UN-Experten wollen Internationales Tribunal für Nordkoreas Verbrechen
Pjöngjang (APA/dpa) - Die zahlreichen Menschenrechtsverletzungen in Nordkorea sollten laut Ansicht von UN-Experten vor ein Internationales T...
Pjöngjang (APA/dpa) - Die zahlreichen Menschenrechtsverletzungen in Nordkorea sollten laut Ansicht von UN-Experten vor ein Internationales Tribunal gebracht werden. „Die Opfer sehnen sich seit langem nach der Wahrheit und Gerechtigkeit“, sagte eine UN-Expertin am Montag vor dem UN-Menschenrechtsrat in Genf.
Ermittlungen haben seit 2014 systematische Grausamkeiten ans Licht gebracht. Unter anderem sind Versklavungen, Massenverhaftungen, Entführungen und Tötungen festgestellt worden. Der UN-Sicherheitsrat hat bisher aber keine strafrechtlichen Schritte eingeleitet.

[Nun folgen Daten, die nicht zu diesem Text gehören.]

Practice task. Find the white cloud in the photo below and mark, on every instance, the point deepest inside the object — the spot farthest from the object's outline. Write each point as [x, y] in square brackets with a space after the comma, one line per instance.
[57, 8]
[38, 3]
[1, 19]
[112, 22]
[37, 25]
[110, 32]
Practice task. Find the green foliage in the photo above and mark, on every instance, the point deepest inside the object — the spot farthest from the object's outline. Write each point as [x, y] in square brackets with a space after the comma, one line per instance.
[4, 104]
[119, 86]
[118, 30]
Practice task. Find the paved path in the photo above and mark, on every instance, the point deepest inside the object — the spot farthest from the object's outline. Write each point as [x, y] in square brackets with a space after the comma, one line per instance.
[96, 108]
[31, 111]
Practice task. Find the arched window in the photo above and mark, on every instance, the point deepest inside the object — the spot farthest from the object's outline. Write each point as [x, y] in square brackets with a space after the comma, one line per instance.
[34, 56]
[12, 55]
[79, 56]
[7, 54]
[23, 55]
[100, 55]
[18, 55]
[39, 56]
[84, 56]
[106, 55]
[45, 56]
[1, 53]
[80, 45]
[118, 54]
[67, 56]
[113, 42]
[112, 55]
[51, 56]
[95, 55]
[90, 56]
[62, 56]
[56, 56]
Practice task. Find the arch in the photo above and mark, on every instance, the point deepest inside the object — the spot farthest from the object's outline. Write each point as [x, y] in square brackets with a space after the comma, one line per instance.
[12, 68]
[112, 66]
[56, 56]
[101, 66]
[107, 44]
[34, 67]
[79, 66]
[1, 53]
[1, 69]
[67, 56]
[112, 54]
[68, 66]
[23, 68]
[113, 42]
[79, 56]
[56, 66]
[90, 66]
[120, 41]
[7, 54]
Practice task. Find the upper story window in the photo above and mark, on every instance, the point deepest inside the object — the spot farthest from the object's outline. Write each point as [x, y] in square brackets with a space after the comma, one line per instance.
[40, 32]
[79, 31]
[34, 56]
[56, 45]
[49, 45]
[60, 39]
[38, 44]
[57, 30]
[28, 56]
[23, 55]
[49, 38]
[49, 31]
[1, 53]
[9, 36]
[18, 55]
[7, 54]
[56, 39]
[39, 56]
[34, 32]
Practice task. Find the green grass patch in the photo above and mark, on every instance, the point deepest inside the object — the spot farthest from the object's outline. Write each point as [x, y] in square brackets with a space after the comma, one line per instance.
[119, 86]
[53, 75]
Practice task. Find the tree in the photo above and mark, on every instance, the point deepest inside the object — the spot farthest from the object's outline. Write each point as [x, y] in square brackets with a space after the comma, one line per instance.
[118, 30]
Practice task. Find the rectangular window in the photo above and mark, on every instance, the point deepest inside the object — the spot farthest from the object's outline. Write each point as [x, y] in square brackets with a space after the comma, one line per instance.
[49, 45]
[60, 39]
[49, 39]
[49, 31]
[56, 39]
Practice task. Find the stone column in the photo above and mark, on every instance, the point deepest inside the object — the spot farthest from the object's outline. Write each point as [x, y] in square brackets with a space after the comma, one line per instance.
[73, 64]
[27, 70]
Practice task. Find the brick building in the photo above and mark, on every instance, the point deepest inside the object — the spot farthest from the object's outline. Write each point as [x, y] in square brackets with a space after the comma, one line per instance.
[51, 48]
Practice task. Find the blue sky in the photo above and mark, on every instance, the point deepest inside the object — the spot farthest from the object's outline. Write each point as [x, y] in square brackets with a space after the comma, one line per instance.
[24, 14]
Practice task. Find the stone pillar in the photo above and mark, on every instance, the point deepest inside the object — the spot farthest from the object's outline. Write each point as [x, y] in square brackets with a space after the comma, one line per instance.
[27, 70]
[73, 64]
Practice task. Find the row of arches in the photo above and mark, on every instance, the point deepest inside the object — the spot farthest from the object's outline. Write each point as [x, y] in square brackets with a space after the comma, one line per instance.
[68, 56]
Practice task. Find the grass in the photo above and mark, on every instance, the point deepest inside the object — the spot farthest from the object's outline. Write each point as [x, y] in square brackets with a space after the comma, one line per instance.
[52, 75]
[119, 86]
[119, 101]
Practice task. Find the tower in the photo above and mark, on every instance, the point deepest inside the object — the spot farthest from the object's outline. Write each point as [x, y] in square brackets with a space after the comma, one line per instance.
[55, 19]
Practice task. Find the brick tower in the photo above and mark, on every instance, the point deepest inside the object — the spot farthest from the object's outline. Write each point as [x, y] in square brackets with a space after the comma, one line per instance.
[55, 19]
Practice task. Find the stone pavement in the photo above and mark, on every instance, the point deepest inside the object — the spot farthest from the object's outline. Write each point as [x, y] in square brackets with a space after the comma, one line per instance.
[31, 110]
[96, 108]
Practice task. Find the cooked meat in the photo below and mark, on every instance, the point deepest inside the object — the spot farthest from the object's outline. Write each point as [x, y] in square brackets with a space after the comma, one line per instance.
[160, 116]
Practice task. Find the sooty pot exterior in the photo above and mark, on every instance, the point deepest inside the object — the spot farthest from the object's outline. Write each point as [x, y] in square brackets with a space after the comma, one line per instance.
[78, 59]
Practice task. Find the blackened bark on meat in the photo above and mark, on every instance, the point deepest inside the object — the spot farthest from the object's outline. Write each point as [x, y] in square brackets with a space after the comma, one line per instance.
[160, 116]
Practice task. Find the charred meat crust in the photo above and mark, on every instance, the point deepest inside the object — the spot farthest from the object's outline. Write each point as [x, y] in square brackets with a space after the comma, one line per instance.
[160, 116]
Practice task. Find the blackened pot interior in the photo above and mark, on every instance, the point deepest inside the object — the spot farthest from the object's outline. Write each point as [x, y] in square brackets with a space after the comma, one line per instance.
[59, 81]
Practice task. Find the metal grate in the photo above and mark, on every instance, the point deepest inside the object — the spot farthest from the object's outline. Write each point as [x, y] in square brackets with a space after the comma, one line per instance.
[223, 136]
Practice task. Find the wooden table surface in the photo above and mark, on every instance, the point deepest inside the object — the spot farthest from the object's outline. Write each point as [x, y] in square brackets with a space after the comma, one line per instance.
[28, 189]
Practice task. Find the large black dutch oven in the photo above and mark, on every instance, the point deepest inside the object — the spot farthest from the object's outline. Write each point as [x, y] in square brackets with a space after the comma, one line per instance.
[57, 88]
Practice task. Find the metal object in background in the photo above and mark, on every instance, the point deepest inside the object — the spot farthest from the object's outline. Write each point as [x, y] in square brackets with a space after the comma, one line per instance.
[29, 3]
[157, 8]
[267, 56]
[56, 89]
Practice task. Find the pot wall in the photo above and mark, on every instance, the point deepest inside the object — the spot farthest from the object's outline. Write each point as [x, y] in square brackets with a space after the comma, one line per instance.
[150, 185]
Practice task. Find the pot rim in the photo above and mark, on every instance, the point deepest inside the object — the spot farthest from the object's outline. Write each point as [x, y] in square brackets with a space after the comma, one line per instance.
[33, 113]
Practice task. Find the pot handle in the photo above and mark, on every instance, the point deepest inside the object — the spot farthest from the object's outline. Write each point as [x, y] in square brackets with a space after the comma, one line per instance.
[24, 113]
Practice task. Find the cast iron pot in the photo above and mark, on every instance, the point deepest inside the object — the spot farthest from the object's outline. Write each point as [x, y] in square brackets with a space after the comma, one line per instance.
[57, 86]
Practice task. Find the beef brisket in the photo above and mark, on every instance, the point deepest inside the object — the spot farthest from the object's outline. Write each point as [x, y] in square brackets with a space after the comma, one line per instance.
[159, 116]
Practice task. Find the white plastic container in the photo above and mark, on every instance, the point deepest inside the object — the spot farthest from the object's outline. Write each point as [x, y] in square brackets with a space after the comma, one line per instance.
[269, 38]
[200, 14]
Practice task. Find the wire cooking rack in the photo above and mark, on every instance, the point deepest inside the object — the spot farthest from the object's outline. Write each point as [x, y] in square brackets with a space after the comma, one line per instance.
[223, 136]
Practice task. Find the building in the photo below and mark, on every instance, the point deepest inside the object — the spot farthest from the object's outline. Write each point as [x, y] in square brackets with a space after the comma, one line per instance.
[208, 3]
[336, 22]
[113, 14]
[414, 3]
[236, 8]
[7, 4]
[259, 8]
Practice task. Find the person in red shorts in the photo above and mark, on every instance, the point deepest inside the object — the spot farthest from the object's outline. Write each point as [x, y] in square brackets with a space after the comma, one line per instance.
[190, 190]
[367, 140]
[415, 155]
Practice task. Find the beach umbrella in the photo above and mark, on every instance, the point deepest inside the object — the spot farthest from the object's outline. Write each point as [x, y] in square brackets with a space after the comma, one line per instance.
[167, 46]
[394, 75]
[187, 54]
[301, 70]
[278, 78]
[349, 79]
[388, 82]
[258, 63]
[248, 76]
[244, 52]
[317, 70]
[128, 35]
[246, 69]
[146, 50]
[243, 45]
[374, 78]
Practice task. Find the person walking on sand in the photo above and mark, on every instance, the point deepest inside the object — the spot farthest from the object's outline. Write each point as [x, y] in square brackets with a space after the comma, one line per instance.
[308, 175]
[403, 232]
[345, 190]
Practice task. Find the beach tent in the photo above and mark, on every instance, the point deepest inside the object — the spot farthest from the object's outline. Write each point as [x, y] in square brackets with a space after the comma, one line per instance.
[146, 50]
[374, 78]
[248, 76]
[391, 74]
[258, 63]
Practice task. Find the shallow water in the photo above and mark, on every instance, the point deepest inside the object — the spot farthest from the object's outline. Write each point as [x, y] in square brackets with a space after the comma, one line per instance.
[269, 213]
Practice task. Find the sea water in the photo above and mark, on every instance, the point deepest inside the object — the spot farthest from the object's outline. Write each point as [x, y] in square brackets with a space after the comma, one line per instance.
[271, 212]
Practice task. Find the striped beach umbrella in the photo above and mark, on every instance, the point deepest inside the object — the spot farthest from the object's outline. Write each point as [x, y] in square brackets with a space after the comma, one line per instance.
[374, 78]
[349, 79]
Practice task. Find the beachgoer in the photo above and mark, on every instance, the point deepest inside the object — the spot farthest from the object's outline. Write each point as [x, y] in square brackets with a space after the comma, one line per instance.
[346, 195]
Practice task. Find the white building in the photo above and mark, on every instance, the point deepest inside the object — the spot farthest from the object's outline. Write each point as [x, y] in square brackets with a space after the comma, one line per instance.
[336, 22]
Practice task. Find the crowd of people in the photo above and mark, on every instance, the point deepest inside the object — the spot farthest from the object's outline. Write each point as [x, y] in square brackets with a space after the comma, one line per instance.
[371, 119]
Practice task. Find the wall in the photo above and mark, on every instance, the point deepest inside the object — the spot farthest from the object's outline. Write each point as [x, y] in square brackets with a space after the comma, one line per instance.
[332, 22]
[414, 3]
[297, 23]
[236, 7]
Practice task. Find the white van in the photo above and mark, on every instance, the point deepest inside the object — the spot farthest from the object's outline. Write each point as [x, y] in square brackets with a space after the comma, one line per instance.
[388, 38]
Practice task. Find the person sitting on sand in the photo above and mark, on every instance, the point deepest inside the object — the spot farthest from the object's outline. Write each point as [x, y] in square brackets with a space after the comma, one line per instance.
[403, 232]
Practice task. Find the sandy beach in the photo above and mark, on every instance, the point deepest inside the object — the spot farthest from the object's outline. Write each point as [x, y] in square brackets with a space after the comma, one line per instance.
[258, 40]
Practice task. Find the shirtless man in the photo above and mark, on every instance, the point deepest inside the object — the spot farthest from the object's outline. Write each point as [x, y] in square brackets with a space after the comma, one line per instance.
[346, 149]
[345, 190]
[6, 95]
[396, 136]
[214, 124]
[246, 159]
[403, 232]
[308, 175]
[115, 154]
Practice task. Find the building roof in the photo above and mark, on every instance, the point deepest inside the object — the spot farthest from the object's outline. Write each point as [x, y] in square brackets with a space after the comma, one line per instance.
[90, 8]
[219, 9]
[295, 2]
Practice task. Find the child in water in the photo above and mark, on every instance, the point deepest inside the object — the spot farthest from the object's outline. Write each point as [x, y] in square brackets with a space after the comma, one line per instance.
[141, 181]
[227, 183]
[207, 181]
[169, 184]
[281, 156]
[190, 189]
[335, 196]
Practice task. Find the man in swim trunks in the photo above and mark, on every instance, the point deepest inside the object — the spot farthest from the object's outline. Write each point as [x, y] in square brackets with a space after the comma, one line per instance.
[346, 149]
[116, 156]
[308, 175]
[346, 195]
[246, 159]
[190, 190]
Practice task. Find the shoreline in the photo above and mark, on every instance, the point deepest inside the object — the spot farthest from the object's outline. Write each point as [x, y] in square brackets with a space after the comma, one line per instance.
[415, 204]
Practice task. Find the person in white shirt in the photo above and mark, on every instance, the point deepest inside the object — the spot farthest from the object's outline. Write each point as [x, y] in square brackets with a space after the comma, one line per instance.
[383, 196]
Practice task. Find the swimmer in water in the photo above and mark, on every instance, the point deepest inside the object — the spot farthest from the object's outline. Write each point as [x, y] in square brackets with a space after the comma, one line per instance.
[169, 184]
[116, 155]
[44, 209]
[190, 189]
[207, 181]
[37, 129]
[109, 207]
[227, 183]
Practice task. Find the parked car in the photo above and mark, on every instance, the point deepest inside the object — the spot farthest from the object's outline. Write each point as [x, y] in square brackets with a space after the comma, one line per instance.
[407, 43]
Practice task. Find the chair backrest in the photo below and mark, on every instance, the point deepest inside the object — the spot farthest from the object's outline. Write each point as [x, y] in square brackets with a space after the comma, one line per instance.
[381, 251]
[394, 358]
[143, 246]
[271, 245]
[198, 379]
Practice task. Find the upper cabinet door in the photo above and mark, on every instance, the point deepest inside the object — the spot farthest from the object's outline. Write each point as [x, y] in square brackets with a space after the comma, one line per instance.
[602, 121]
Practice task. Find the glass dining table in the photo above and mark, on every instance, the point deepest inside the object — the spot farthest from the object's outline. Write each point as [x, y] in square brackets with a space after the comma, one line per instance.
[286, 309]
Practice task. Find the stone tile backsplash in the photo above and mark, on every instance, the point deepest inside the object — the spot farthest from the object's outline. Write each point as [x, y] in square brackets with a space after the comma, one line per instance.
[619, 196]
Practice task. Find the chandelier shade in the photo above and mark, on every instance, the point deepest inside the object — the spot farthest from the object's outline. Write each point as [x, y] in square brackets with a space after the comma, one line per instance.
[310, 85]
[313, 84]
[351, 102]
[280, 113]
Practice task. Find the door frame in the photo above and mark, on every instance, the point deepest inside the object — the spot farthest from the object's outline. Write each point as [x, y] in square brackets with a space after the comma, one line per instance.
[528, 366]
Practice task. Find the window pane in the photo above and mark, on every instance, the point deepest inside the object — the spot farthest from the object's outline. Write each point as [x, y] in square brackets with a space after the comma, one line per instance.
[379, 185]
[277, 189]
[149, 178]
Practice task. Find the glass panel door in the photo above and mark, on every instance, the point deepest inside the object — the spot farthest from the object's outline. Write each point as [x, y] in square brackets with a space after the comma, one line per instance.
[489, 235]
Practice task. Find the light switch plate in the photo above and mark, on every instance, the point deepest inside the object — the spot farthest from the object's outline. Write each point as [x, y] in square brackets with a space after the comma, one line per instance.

Die Grundlage für künftige Prozesse müsse jetzt gelegt werden, hieß es. In Zeiten steigender Spannungen im Nordosten Asiens dürften die Menschenrechte nicht vergessen werden.
Im Gegensatz zum UN-Sicherheitsrat in New York kann der Menschenrechtsrat keine Straftaten vor den Internationalen Strafgerichtshofs in Den Haag bringen. Doch selbst wenn es soweit kommen sollte, wäre das Gericht mit der großen Anzahl nordkoreanischer Verdächtigen überfordert, meinten die UN-Experten. Die Mitgliedsländer sollten deshalb in Betracht ziehen, ein ergänzendes Tribunal einzusetzen. Dies solle unter anderem als „Abschreckung für künftige Straftaten“ dienen.